Sono già stati selezionati artisti, a parte Liliana Moro, che ha curato l’immagine coordinata di Manifesta 12?
I. P. L.: Siamo alla fine di una fase di indagine, una fase preparatoria e solamente tra la seconda metà di aprile e i primi giorni di giugno finalizzeremo le tematiche curatoriali che verranno poste in gioco, sebbene, a loro volta, basate su questo primo stadio di analisi.

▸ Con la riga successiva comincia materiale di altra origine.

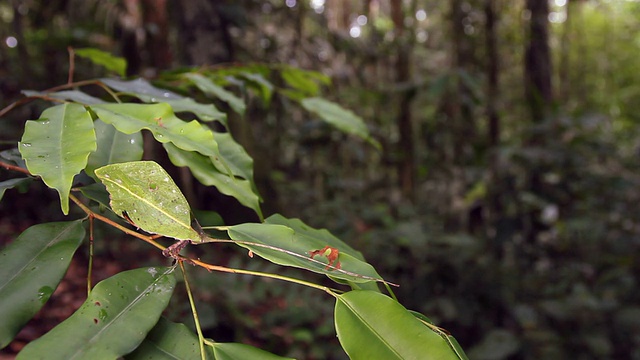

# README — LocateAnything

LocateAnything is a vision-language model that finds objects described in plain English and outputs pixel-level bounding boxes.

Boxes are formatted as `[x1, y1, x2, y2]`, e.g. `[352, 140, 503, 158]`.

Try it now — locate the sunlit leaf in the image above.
[334, 290, 460, 360]
[95, 161, 200, 241]
[164, 143, 262, 218]
[124, 317, 204, 360]
[226, 218, 382, 283]
[19, 104, 96, 215]
[124, 318, 289, 360]
[85, 119, 143, 176]
[300, 97, 381, 149]
[91, 104, 231, 173]
[101, 78, 227, 123]
[215, 133, 253, 184]
[211, 343, 292, 360]
[17, 267, 176, 360]
[74, 48, 127, 77]
[22, 90, 105, 105]
[0, 147, 27, 169]
[79, 182, 110, 208]
[0, 221, 85, 348]
[184, 73, 246, 115]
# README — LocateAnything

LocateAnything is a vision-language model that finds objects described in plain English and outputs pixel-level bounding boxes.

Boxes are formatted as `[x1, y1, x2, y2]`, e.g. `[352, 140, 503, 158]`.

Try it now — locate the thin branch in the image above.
[69, 194, 339, 297]
[67, 46, 76, 84]
[0, 161, 33, 176]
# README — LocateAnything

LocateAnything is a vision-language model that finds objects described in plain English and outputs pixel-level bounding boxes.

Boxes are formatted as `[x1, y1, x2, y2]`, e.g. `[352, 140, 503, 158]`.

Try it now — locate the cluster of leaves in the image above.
[0, 51, 466, 359]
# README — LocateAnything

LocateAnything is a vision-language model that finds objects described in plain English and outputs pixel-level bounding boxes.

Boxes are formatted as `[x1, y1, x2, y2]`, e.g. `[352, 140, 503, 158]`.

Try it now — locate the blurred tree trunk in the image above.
[484, 0, 500, 148]
[391, 0, 415, 199]
[525, 0, 553, 123]
[522, 0, 555, 243]
[175, 0, 239, 65]
[484, 0, 503, 242]
[142, 0, 172, 71]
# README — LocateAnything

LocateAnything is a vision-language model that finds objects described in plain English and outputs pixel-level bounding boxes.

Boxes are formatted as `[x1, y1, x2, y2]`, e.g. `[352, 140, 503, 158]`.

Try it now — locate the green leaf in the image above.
[95, 161, 200, 241]
[280, 65, 331, 97]
[334, 290, 459, 360]
[91, 103, 231, 173]
[0, 177, 33, 200]
[184, 73, 247, 115]
[124, 317, 204, 360]
[79, 182, 110, 208]
[74, 48, 127, 77]
[22, 90, 105, 105]
[100, 78, 227, 124]
[226, 217, 383, 283]
[19, 104, 96, 215]
[300, 97, 382, 150]
[265, 214, 364, 261]
[168, 143, 262, 218]
[211, 343, 298, 360]
[85, 119, 143, 176]
[215, 133, 253, 185]
[17, 267, 176, 360]
[238, 72, 273, 105]
[0, 220, 85, 348]
[125, 318, 288, 360]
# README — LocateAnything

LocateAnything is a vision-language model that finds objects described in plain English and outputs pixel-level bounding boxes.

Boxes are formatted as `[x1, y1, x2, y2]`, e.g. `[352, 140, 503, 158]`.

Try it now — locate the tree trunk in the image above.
[484, 0, 500, 148]
[525, 0, 553, 123]
[143, 0, 172, 71]
[522, 0, 555, 244]
[391, 0, 415, 199]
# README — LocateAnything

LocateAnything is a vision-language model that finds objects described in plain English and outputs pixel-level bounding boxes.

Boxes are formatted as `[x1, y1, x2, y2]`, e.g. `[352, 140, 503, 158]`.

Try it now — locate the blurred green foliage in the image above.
[0, 1, 640, 359]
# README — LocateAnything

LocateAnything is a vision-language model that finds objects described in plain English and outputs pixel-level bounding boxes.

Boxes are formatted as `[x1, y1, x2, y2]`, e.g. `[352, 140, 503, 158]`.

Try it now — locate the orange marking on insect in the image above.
[153, 117, 167, 129]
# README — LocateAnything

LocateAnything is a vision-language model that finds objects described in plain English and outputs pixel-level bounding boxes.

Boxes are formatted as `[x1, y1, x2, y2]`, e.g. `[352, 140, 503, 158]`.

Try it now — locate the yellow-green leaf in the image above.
[95, 161, 200, 241]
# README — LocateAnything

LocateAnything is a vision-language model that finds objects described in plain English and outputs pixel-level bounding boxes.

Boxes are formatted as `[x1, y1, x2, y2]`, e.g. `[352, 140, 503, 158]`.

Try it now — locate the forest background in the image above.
[0, 0, 640, 359]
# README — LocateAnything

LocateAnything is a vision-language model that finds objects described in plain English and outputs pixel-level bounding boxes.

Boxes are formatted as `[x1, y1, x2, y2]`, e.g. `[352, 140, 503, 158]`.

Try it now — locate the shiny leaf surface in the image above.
[19, 104, 96, 215]
[0, 220, 85, 348]
[334, 290, 460, 360]
[17, 267, 176, 360]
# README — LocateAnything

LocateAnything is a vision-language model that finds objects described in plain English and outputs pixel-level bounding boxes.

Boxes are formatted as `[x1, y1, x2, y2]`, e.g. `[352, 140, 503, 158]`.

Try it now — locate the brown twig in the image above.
[0, 161, 33, 176]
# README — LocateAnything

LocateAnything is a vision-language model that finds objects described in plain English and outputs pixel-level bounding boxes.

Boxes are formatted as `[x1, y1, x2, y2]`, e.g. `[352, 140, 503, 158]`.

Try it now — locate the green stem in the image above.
[178, 261, 207, 360]
[87, 215, 93, 296]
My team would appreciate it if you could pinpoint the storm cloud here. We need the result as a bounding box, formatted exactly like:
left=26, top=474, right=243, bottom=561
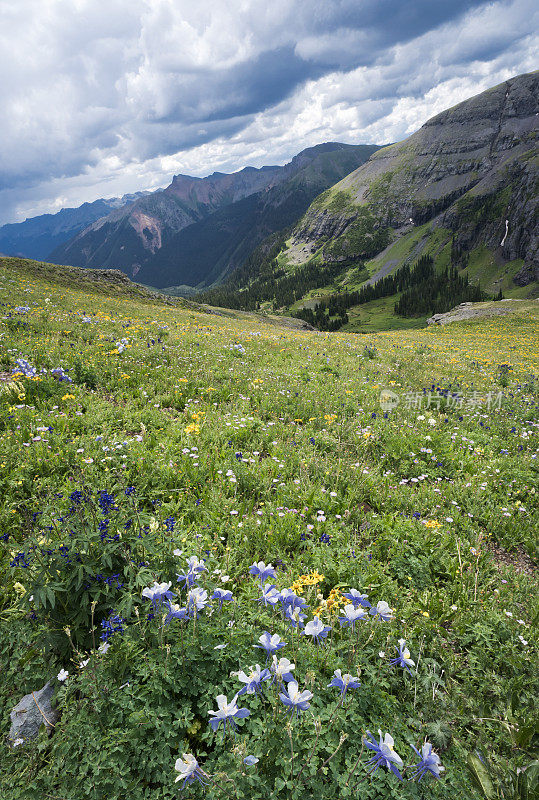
left=0, top=0, right=538, bottom=224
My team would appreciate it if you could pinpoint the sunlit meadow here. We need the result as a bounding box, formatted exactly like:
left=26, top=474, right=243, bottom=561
left=0, top=261, right=539, bottom=800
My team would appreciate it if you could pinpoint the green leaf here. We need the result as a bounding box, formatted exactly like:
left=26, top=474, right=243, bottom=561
left=466, top=753, right=496, bottom=800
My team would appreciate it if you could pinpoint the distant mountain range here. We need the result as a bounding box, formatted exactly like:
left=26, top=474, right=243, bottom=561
left=0, top=192, right=149, bottom=260
left=49, top=142, right=377, bottom=288
left=199, top=72, right=539, bottom=331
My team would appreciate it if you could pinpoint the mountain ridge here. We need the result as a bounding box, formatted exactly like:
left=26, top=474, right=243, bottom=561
left=0, top=191, right=150, bottom=259
left=49, top=142, right=377, bottom=287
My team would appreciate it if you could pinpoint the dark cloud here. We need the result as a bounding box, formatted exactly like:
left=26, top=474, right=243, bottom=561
left=0, top=0, right=537, bottom=224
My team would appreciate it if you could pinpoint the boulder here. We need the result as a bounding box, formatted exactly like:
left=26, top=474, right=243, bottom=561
left=9, top=681, right=60, bottom=744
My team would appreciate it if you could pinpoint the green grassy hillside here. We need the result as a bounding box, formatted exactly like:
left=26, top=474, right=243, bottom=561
left=0, top=259, right=539, bottom=800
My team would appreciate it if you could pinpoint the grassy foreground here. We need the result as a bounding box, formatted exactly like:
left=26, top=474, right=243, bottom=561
left=0, top=261, right=539, bottom=800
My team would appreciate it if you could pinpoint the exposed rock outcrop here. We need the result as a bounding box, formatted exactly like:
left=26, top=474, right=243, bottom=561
left=9, top=682, right=59, bottom=745
left=289, top=72, right=539, bottom=285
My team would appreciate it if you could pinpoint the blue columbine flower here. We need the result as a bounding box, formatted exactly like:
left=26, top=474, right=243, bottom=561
left=328, top=669, right=361, bottom=699
left=187, top=586, right=209, bottom=617
left=257, top=583, right=281, bottom=606
left=142, top=582, right=174, bottom=609
left=389, top=639, right=415, bottom=675
left=369, top=600, right=393, bottom=622
left=208, top=694, right=251, bottom=736
left=410, top=742, right=445, bottom=780
left=270, top=656, right=296, bottom=683
left=237, top=664, right=270, bottom=697
left=174, top=753, right=207, bottom=789
left=284, top=606, right=307, bottom=628
left=211, top=589, right=234, bottom=611
left=303, top=617, right=331, bottom=644
left=249, top=561, right=277, bottom=586
left=253, top=631, right=286, bottom=658
left=363, top=729, right=402, bottom=781
left=279, top=681, right=313, bottom=717
left=339, top=603, right=367, bottom=630
left=177, top=556, right=208, bottom=588
left=343, top=589, right=371, bottom=608
left=165, top=600, right=187, bottom=625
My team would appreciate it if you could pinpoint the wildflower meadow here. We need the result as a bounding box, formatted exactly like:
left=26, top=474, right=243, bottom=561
left=0, top=259, right=539, bottom=800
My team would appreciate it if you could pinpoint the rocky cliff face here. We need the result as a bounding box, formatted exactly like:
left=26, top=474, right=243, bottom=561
left=288, top=72, right=539, bottom=281
left=49, top=167, right=282, bottom=276
left=50, top=142, right=377, bottom=287
left=0, top=192, right=149, bottom=259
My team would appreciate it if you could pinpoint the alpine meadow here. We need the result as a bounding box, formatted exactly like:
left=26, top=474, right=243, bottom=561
left=0, top=0, right=539, bottom=800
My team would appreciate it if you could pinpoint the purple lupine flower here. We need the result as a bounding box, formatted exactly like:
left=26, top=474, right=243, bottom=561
left=279, top=681, right=313, bottom=717
left=253, top=631, right=286, bottom=658
left=249, top=561, right=277, bottom=586
left=174, top=753, right=206, bottom=789
left=211, top=589, right=234, bottom=611
left=328, top=669, right=361, bottom=699
left=410, top=742, right=445, bottom=780
left=237, top=664, right=270, bottom=697
left=343, top=589, right=371, bottom=608
left=389, top=639, right=415, bottom=675
left=363, top=729, right=403, bottom=781
left=369, top=600, right=393, bottom=622
left=257, top=583, right=281, bottom=606
left=339, top=603, right=367, bottom=630
left=208, top=694, right=251, bottom=736
left=303, top=617, right=331, bottom=644
left=177, top=556, right=208, bottom=589
left=270, top=656, right=296, bottom=683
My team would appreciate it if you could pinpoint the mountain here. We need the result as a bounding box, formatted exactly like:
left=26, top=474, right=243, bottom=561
left=0, top=192, right=152, bottom=259
left=288, top=72, right=539, bottom=288
left=201, top=72, right=539, bottom=330
left=49, top=142, right=376, bottom=287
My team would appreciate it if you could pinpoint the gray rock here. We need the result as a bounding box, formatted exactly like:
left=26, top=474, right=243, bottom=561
left=9, top=681, right=60, bottom=743
left=289, top=72, right=539, bottom=286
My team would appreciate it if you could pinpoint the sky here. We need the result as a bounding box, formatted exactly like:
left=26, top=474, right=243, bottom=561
left=0, top=0, right=539, bottom=225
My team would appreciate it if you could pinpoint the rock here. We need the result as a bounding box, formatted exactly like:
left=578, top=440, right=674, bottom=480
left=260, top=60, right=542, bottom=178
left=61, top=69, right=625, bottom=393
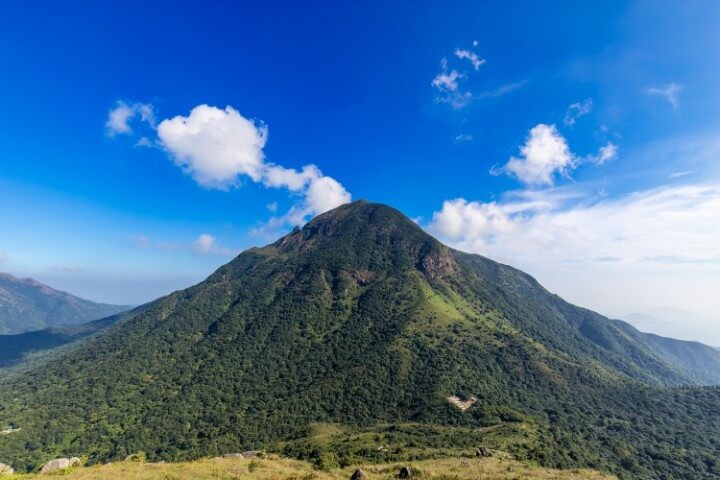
left=475, top=445, right=492, bottom=458
left=125, top=452, right=145, bottom=462
left=240, top=450, right=265, bottom=458
left=350, top=468, right=368, bottom=480
left=40, top=457, right=82, bottom=473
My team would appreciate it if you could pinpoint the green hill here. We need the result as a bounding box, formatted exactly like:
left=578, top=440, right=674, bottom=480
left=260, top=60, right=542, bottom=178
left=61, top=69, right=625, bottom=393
left=0, top=202, right=720, bottom=479
left=0, top=273, right=128, bottom=335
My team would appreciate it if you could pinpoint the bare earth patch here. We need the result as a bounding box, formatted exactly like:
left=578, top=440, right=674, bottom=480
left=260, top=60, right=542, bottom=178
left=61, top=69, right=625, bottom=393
left=448, top=395, right=477, bottom=412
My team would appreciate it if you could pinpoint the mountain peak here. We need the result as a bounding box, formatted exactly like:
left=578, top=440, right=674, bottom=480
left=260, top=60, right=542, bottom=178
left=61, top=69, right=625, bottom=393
left=272, top=200, right=451, bottom=276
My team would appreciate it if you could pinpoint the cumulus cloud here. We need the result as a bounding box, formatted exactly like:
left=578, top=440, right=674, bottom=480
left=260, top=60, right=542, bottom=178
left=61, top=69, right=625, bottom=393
left=158, top=105, right=351, bottom=220
left=645, top=83, right=685, bottom=109
left=105, top=100, right=155, bottom=137
left=455, top=48, right=485, bottom=71
left=425, top=184, right=720, bottom=344
left=192, top=233, right=237, bottom=255
left=157, top=105, right=268, bottom=189
left=494, top=123, right=577, bottom=185
left=563, top=98, right=593, bottom=126
left=108, top=102, right=351, bottom=229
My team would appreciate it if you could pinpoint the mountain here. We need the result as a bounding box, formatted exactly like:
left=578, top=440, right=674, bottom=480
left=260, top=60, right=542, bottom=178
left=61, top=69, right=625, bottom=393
left=0, top=273, right=128, bottom=335
left=0, top=202, right=720, bottom=479
left=0, top=313, right=133, bottom=368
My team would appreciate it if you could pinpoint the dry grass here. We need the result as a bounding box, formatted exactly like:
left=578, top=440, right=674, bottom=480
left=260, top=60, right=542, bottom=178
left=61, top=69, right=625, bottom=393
left=9, top=457, right=615, bottom=480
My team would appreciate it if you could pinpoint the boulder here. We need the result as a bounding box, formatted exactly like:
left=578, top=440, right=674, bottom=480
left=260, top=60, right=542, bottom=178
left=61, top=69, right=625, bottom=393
left=350, top=468, right=368, bottom=480
left=125, top=452, right=146, bottom=462
left=40, top=457, right=82, bottom=473
left=475, top=445, right=492, bottom=458
left=240, top=450, right=265, bottom=458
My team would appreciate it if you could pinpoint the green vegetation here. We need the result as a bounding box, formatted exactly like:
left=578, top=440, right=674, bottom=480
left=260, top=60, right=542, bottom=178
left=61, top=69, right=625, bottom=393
left=10, top=457, right=612, bottom=480
left=0, top=202, right=720, bottom=479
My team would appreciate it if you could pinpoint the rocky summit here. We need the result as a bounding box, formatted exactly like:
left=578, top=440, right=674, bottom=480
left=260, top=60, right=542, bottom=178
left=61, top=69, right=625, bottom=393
left=0, top=201, right=720, bottom=479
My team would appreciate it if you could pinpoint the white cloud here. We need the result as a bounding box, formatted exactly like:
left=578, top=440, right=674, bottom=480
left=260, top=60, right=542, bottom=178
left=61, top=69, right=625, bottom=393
left=455, top=48, right=485, bottom=71
left=426, top=184, right=720, bottom=342
left=153, top=105, right=351, bottom=225
left=668, top=170, right=695, bottom=179
left=431, top=59, right=465, bottom=92
left=192, top=233, right=237, bottom=256
left=430, top=58, right=473, bottom=109
left=132, top=235, right=150, bottom=250
left=480, top=80, right=528, bottom=98
left=563, top=98, right=593, bottom=126
left=589, top=142, right=618, bottom=165
left=493, top=123, right=577, bottom=185
left=645, top=83, right=685, bottom=109
left=157, top=105, right=268, bottom=189
left=105, top=100, right=155, bottom=137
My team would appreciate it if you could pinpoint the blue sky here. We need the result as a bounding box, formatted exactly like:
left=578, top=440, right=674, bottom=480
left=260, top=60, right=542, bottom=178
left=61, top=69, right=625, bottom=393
left=0, top=1, right=720, bottom=345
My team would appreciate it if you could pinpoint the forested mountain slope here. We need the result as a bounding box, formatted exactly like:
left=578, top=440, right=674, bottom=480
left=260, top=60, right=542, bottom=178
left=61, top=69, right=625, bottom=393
left=0, top=202, right=720, bottom=479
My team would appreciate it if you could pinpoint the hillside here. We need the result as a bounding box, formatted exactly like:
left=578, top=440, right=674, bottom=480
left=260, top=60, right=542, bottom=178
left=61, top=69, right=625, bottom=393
left=0, top=273, right=128, bottom=335
left=0, top=312, right=132, bottom=368
left=8, top=457, right=613, bottom=480
left=0, top=202, right=720, bottom=479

H. F.: Per il momento il team curatoriale che procederà con la selezione degli artisti medierà la propria posizione fra la scena dell’arte e la città, la gente, l’amministrazione pubblica e l’Europa nella sua accezione più larga. Normalmente, Manifesta, volendo fungere da intermediario, non ha mai chiesto a curatori russi, quando eravamo in Russia, oppure svizzeri, quando ci trovavamo a Zurigo, di prendere parte al team. Ma in questo caso l’esperienza di Ippolito, ben oltre la conoscenza della lingua e della cultura italiana, riunisce in sé architettura e arte contemporanea, diventando un pensatore di riferimento per la Biennale, nonché una figura di rinnovamento. Non si tratterà di disporre una mostra, quanto piuttosto di trasferire informazioni a partire da un percorso espositivo.